What is fixed aggregation in message passing?

Fixed aggregation treats all neighbors equally or weights them only by fixed properties like node degree. GCNConv uses degree-normalized sum: each neighbor's contribution is weighted by 1/sqrt(degree_i * degree_j). This weighting is fixed by graph structure and does not depend on node features. Every neighbor's message has equal importance after degree normalization.

How does attention-based aggregation differ?

Attention-based aggregation (GAT) computes a learned importance weight for each neighbor based on both the source and target node features. The model learns that some neighbors are more relevant than others for the current prediction. For fraud detection, a customer's high-risk transaction might get attention weight 0.8 while a routine transaction gets 0.1. These weights are computed by a learned attention function, not fixed by structure.

Is attention always better than fixed aggregation?

No. On homogeneous graphs where all neighbors are genuinely equally important (like molecular graphs where all bonds matter), GCN-style fixed aggregation performs comparably to attention.
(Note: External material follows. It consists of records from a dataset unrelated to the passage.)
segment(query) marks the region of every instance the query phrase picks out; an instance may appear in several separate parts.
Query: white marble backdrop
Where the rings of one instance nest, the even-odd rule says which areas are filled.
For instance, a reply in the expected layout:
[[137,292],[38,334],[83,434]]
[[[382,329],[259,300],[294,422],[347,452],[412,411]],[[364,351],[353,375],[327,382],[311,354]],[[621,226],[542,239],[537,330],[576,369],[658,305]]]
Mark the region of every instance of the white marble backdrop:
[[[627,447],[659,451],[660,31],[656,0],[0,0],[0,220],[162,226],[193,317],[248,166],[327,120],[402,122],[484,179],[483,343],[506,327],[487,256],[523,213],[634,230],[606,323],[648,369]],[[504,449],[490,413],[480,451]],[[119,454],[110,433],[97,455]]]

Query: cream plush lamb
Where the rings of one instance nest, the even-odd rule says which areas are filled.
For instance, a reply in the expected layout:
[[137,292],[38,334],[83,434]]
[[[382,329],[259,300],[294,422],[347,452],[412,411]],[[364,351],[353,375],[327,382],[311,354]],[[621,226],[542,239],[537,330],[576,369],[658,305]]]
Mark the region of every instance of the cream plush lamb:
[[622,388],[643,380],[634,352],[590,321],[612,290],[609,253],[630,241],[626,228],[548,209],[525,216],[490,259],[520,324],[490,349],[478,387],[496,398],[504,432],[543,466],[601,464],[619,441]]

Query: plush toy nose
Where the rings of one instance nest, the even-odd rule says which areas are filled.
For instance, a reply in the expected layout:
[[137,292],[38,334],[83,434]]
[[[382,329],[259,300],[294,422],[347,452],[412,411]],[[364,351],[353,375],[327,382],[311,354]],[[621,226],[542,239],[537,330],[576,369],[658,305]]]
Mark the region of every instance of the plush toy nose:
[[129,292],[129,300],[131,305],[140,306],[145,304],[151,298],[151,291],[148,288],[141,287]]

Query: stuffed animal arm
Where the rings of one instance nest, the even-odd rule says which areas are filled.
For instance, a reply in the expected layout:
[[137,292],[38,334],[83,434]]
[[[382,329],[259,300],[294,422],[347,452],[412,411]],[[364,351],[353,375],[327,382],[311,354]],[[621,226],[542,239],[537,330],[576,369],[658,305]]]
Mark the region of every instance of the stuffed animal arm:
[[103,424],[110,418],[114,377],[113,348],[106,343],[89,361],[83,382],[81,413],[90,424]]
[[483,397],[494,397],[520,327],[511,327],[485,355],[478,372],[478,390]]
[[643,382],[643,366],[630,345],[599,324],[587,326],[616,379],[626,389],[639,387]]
Attention adds parameters and computation. It provides the most benefit when neighbors vary significantly in relevance: social networks (some friends influence more), fraud networks (some connections are more suspicious), and heterogeneous graphs (different relationship types have different importance).

Can you combine attention with message passing?

Attention IS a form of message passing. GAT performs the standard message-aggregate-update loop but uses learned attention weights in the aggregation step instead of fixed weights. The two are not alternatives; attention is an upgrade to the aggregation step within the message passing framework. In PyG, GATConv inherits from MessagePassing just like GCNConv.

Attention vs Message Passing: Fixed Aggregation vs Learned Importance Weights | Kumo.ai

The distinction between fixed aggregation and attention is about how a node weights its neighbors during message passing. In GCN-style aggregation, the weight is determined by graph structure (node degrees). In GAT-style attention, the weight is learned from node features. Both operate within the same message passing framework. The difference is a single function: how aggregation weights are computed.

Fixed aggregation: GCN approach

GCNConv computes the aggregation weight for neighbor j's message to node i as:

weight(j → i) = 1 / sqrt(degree(i) * degree(j))

This is purely structural. A neighbor with degree 100 has its message scaled down (it sends the same message to many nodes). A target with degree 100 scales all incoming messages down (it receives many messages). The normalization prevents nodes with many neighbors from dominating.

The key property: these weights are fixed before training. They depend only on graph structure, not on what the nodes represent or what task you are solving.

Attention aggregation: GAT approach

GATConv computes attention weights from node features:

attention_mechanism.py

# GAT attention mechanism (simplified)
# For each edge (j -> i):

# 1. Project source and target features
z_i = W @ h_i   # target node projection
z_j = W @ h_j   # source node projection

# 2. Compute attention score
e_ij = LeakyReLU(a @ concat(z_i, z_j))

# 3. Normalize across all neighbors of i
alpha_ij = softmax(e_ij)  # over all j in neighbors(i)

# 4. Weighted aggregation
h_i_new = sum(alpha_ij * z_j for j in neighbors(i))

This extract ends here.